Sur le même modèle, nous savons quel désastre va créer l'exploitation à outrance de toutes nos ressources, gaz de schiste et sables bitumineux en tête. Le Canada ruine sa réputation et sa crédibilité sur ses politiques environnementales, mais, heureusement, nous avons un ministre de l'Environnement.
Chez nous, au Québec, on se chicane pour les nommer et surtout pour les destituer. Pour faire virer les plus musclés d'entre eux, ceux qui prennent leur rôle au sérieux et qui grondent, menacent et tempêtent.
La démission de Daniel Breton est scandaleuse. La pitoyable curée dont il a été victime, dans le spectacle de l'hypocrite médiocrité politique, faisait peine à voir. Accusé d'avoir jadis volé des pommes dans le verger des nantis. Accusé d'avoir monté le ton contre ceux qui l'irritent.
Aujourd'hui, on exige des pauvres qu'ils soient vertueux et on tolère des riches qu'ils soient pourris. Mais dans quelle société vivons-nous ?
Ordure en héritage
Le 22 décembre, le sidéral " pouf " n'aura pas lieu. Pauvres Incas. Et, quelques jours plus tard, ce sera Noël et les célébrations de fin d'année. Les ministres de l'Environnement, comme tous ceux et celles qui les nomment iront passer les fêtes dans leur famille pour se réjouir à leur tour. Parents ou grands-parents, ils s'émouvront devant les yeux émerveillés de ces petits enfants déballant leurs cadeaux. Puissent-ils alors à ce moment précis procéder à un arrêt sur image. Et graver cet instantané à jamais dans leur mémoire ; c'est joli et bucolique, et ça leur permettrait de penser à cette image d'espoir et d'avenir, lors de prochaines négociations tendues à propos d'enjeux environnementaux majeurs.
Puissent-ils également fixer cette autre image, en pensant à la tête de ces mêmes enfants, découvrant avec stupeur dans une boîte cadeau, un échantillon de cette ordure planétaire que nous allons leur laisser.
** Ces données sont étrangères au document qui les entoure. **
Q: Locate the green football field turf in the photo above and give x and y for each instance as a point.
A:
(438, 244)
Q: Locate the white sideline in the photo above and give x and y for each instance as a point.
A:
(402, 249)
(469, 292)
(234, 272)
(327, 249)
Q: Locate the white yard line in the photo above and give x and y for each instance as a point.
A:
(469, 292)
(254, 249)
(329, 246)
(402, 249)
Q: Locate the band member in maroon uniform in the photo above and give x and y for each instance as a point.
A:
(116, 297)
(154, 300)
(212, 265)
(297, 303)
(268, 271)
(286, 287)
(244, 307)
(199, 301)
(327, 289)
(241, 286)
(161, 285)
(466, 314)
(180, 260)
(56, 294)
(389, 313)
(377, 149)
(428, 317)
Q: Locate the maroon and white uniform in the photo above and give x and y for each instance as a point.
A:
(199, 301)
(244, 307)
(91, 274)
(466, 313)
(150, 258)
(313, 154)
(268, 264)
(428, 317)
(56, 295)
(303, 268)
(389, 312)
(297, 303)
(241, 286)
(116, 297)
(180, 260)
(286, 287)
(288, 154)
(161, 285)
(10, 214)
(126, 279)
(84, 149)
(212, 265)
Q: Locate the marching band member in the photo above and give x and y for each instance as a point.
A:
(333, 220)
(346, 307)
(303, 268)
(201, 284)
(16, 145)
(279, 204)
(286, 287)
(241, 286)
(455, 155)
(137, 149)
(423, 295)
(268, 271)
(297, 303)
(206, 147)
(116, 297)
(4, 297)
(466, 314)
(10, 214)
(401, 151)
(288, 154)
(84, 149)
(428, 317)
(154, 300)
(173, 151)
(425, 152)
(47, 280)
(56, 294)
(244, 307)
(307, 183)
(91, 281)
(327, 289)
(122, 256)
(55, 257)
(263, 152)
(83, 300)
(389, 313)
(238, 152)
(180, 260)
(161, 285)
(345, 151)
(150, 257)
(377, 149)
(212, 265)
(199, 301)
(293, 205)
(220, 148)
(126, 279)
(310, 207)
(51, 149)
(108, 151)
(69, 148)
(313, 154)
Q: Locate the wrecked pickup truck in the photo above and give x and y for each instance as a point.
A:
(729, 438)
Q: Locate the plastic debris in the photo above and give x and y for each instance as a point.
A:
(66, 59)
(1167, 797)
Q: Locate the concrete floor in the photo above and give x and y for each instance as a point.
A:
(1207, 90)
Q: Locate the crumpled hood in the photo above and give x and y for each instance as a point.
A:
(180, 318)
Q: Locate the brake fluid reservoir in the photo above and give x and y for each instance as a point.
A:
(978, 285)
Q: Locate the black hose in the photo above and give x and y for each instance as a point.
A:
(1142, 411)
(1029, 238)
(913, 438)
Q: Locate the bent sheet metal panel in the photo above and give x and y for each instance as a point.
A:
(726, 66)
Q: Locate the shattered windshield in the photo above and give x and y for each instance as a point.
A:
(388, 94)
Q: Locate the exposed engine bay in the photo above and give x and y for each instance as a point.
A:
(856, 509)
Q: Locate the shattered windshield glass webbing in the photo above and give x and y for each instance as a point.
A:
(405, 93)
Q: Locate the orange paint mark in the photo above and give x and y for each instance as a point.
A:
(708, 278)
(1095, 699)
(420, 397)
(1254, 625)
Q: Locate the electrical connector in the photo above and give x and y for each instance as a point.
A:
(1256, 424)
De la boue schisteuse, du sable visqueux, un oiseau mazouté, quelques morceaux d'écorce d'une espèce d'arbre disparue, etc.
Cette image peut vous paraître choquante, mais, hélas, c'est exactement ce que nous sommes en train d'offrir à nos enfants et petits-enfants pour le siècle à venir.
Dans l'immensité de l'univers, nous ne sommes pas grand-chose, bien entendu. Est-ce la raison pour laquelle nous nous évertuons à ne rien laisser en héritage ?
Ce n'est pourtant pas la fin du monde que de comprendre cela.
*** Jean-Jacques Stréliski est professeur associé à HEC Montréal, spécialiste en stratégie de l'image.